1. Please behave. No threats, rude comments, or anything else like that, or I'll block you from this thread.

2. Right now I'm keeping this at a PG-13 rating. I'm not really into rule 34 in my Roleplaying. However, puffy nipples and genitalia is prehibited.

3. No requests here please. This is a RP area, not a free art thread.

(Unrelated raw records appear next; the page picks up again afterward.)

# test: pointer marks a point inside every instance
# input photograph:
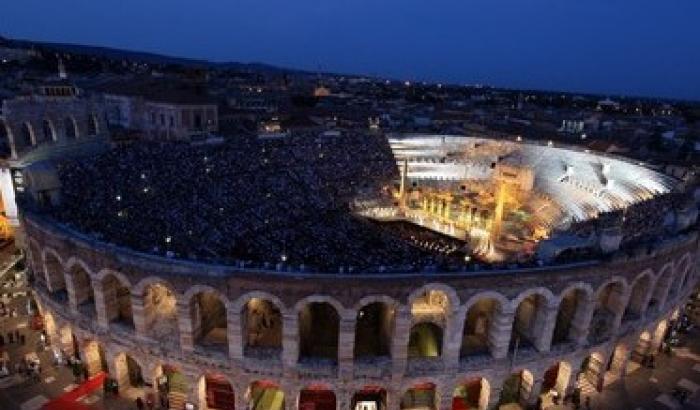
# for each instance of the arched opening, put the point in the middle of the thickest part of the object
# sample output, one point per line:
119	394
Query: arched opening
663	284
420	397
636	305
373	331
83	291
70	128
477	327
570	307
554	384
592	371
68	342
425	341
47	132
5	148
471	394
93	358
129	373
618	362
216	393
316	397
209	322
661	332
172	384
92	125
265	395
517	388
369	398
160	314
55	279
25	137
529	321
609	304
117	299
431	303
262	324
642	351
319	325
37	267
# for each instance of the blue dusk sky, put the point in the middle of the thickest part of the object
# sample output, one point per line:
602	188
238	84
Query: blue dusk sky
613	47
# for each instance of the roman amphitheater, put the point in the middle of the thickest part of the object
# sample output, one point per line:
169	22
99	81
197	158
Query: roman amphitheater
224	334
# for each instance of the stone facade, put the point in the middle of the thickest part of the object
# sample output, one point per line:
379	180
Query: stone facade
617	308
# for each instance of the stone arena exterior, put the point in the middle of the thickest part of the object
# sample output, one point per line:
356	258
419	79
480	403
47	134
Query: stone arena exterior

4. Everybody can inflate and pop with no limits cause the law of physics do not apply here. Only toon physics.

Have fun. ^_^


----------



## DatArtistNuma (May 8, 2016)

Here's what i look like as my fursona. www.furaffinity.net: Piggy Numa mini ref sheet by DatArtistNuma


----------



## Spiralsongreturns (May 8, 2016)

(can i join?  )


----------



## DatArtistNuma (May 8, 2016)

Spiralsongreturns said:


> (can i join?  )


Sure


----------



## Spiralsongreturns (May 8, 2016)

(so, would you like to start? if not, do you have a setting for us?)


----------



## DatArtistNuma (May 8, 2016)

Piggy Numa: Welcome to the Funhouse! It's good to see you here.


----------



## Spiralsongreturns (May 9, 2016)

*Michelle walks by and sees the pig* Michelle: ...hey, long time no see... i guess? *shrugs* i guess running this funhouse is your temp. job at the moment? *looks at the odd building* so... Funhouse... you got a mirror room?


----------



## DatArtistNuma (May 10, 2016)

Numa: Of course, my shark friend.


----------



## Spiralsongreturns (May 10, 2016)

Michelle: Well then... Lead the way! *smiles showing off her sharp shiny sparkly white shark teeth*


----------



## DatArtistNuma (May 10, 2016)

Spiralsongreturns said:


> Michelle: Well then... Lead the way! *smiles showing off her sharp shiny sparkly white shark teeth*


Numa: 0.0; Okay then. *walks the shark gal to the mirror room down the hall"


----------



## Spiralsongreturns (May 10, 2016)

*they soon arrive and Michelle sees each mirror has a different reflection on it. she walks in front of the first one and it has her reflection in a massive inflated hourglass shape* Michelle: ooh! interesting! just like those... fangirlians? is that what they're called? very nice room you have here. i'm going to spend some time in this room... but if you wish to ask me anything, feel free!


----------



## DatArtistNuma (May 10, 2016)

Numa: Alrighty. Imma go grab something real quick.


----------



## Spiralsongreturns (May 11, 2016)

Michelle: OK. *she soon looks at the mirror again but notices her reflection is starting to deflate to her own regular size... meanwhile, a hiss is heard from within her own body* ....uh oh. *she looks down to see her own boobs and butt are inflating exponentially* ...Oooooh... it's one of those mirror rooms, huh? Impressive. *claps as her figure quickly matches what she saw before* let's see if i can find another one. *she soon walks down, noticing she's twice her height as well.*


----------



## Nickolai007 (Mar 13, 2018)

DatArtistNuma said:


> Here's what i look like as my fursona. www.furaffinity.net: Piggy Numa mini ref sheet by DatArtistNuma


Can I join?


----------